A simple cladogram of the vertebrates.
Left to right: hagfish, sharks, fish, amphibians, mammals, birds, reptiles

I wrote this article in 1995, when I was just getting seriously interested in fossils and evolution. I kept running into strange words when reading about how fossils were classified -- "cladogram," "plesiomorphy," "apomorphy," and more. I looked around for a basic introduction to taxonomy, something that a beginner could understand, and couldn't find one. So I got a couple of references from the library and wrote one myself. It isn't 100% accurate, and looking back at it now I see several things that could have been written a lot better. But it still serves the purpose of a basic introduction to taxonomy, something that anyone should be able to understand.

In order to understand the relationships between living and extinct animals and plants, it's necessary to have some understanding of taxonomy. It's especially important when dealing with extinct groups of animals like dinosaurs, because we have no modern animals to compare them to, and a great deal of what we know about them is involved in how we classify them.

First of all, what is taxonomy? Simply stated, taxonomy is the branch of biology that deals with classifying living things. Like most names of scientific fields, the word 'taxonomy' is built from Greek word roots.
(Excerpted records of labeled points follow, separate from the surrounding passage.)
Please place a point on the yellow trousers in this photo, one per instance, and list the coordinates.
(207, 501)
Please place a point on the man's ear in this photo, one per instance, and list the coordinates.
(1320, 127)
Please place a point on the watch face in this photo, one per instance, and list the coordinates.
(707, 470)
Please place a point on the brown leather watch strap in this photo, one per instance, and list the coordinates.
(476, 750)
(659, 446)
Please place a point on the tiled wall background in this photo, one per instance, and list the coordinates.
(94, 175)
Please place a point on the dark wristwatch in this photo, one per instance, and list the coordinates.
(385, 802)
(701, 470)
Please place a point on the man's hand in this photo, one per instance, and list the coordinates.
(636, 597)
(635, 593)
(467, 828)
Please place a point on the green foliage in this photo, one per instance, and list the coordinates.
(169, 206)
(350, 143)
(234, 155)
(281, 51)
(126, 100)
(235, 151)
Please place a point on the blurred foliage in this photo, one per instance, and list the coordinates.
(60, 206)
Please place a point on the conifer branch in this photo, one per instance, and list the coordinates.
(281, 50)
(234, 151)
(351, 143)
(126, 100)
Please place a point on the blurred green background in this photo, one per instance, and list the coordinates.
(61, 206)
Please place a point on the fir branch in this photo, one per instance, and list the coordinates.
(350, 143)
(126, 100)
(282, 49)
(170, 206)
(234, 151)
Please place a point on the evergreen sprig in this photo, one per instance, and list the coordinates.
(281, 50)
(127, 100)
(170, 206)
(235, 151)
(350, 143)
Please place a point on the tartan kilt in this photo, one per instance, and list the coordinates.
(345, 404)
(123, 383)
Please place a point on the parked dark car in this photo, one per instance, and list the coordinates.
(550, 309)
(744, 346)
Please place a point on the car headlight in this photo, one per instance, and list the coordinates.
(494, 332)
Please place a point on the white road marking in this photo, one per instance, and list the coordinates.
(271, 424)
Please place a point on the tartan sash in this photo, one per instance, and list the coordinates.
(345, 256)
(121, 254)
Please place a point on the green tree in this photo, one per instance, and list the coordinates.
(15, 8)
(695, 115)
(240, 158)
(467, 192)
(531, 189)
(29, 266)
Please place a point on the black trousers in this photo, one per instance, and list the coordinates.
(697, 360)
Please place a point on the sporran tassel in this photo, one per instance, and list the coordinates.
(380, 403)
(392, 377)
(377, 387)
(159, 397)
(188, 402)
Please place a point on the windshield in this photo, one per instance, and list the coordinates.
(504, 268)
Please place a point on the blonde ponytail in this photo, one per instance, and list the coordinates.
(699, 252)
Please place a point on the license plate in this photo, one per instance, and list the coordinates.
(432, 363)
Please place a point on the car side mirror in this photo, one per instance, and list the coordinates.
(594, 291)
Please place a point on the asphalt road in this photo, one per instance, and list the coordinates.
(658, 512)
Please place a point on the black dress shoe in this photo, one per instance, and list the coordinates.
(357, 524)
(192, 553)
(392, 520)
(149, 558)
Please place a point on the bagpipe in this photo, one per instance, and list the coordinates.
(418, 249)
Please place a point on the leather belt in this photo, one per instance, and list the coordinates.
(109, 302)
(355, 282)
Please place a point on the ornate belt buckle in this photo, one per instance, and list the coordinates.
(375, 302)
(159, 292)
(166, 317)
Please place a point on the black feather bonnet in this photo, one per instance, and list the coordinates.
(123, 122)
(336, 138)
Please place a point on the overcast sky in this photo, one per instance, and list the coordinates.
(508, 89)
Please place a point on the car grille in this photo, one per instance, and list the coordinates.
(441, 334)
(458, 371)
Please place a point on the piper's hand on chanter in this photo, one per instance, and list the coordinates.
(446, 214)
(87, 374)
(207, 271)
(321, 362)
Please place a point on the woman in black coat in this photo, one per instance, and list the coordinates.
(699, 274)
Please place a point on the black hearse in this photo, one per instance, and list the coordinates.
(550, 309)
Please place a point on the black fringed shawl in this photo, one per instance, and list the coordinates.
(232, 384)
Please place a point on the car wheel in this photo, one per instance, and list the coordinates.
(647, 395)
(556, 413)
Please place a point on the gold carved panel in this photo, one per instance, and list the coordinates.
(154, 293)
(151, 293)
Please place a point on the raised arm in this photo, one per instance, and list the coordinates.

For example, 'biology' was created from the Greek words 'bios', meaning 'life or living', and 'ology', meaning 'the study of'. So 'biology' is 'the study of living things.' 'Taxonomy' is also a composite word, created from 'taxis' (meaning 'arrangement or order') and 'nomia' (meaning 'law'). So taxonomy = 'the laws for organizing things'.

Linnaean or classic taxonomy

Many biologists have tried to set up usable systems of taxonomy, but none really caught on until about two hundred fifty years ago. In 1737, a Swedish botanist named Carl Linnaeus developed a system of taxonomy for plants that proved so useful it was eventually adopted for all living things. This is now known as the Linnaean system of taxonomy. The Linnaean system is binomial ('two-names'), meaning that each specific organism receives a two-word name which uniquely identifies it. That name is the organism's scientific name. The first word is the genus name. The second word is the species name. For currently living things, the normal tactic is to have both names be taken from either Latin or Greek, and the English translation of the two names is a unique and (hopefully) accurate description of the creature. For example, the domestic dog is named Canis familiaris. "Canis" is the Latin word for "dog," and "familiaris" is a Latin word that means "familiar or domestic." So "Canis familiaris" means "Dog, familiar", which is indeed a good description of Man's best friend.

When writing a scientific name, it's customary to set it apart somehow from the rest of the text in which it appears. You can use underlining (Canis familiaris), or italics (Canis familiaris), or boldface type (Canis familiaris). In this essay, I'm using italics to indicate scientific names. When writing or typing a scientific name, you also always capitalize the genus name, and put the species name in all lowercase letters.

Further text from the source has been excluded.